Blood Will Tell
Page 18“Ryan promised.” Teagan grinned again.
She pressed harder, surprised by how much she enjoyed inflicting pain on him. He kept grinning.
Fine. No more Miss Nice.
She changed the location of the letter opener, the blade between his legs. His eyes widened and he suddenly grew very still.
“Ryan isn’t a god, Teagan.” Eden smiled at him coldly. “His word isn’t law. And I will kill you before I ever let you touch me. Do you understand?”
He nodded slowly, his eyes darting to where she had the blade.
Eden sprang up off of him, stepping back to let him up. He did so leisurely, his body language trying to ooze cool when they both knew he’d been terrified she’d use the letter opener on his precious pieces. She was sure he wasn’t going to say anything, even feeling a little relieved that maybe, finally, she had gotten through to him.

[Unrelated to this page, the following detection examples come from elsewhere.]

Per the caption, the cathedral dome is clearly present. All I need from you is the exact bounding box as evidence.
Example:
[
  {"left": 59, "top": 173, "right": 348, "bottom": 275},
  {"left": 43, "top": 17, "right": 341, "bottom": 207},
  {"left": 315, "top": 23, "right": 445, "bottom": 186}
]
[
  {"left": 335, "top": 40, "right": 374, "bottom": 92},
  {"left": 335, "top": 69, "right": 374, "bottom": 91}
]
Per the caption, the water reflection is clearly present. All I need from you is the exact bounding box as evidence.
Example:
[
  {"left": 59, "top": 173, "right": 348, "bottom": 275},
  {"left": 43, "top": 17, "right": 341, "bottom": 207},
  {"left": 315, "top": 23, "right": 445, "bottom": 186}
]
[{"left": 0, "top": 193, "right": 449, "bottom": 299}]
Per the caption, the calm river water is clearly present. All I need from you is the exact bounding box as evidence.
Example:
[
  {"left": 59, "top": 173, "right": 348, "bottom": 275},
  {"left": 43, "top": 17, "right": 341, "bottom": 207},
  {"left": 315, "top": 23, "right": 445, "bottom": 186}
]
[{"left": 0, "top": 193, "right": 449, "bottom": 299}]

But then he stopped at the door and glared at her. “It might just have to come to that then, Eden… ‘cause I always get what I want.”
Without thought, only feeling and impotence, Eden threw the letter opener.
Teagan hissed as it sliced through his upper arm. He scowled at her, clasping a tight hand around the handle of it. It slid out of his flesh, like a knife through butter, and he watched as the wound closed over, the only evidence of it a smear of blood on his skin and on the blade.
“Nice aim.” He smirked at her now, his eyes bright with hunger.
Eden felt sick. “Not really. I was aiming for your eye.”
Chapter Fourteen
Caffeine Hit with… Well… Punch
Noah stood anxiously waiting on the coffee order. Lucky he had preternatural balance to carry them all. Cyrus, Alain, Emma, Romany, and another three Ankh and eight Neith were back at his apartment. They couldn’t afford to bring in anymore Ankh. Most of them were busy on assignment anyway.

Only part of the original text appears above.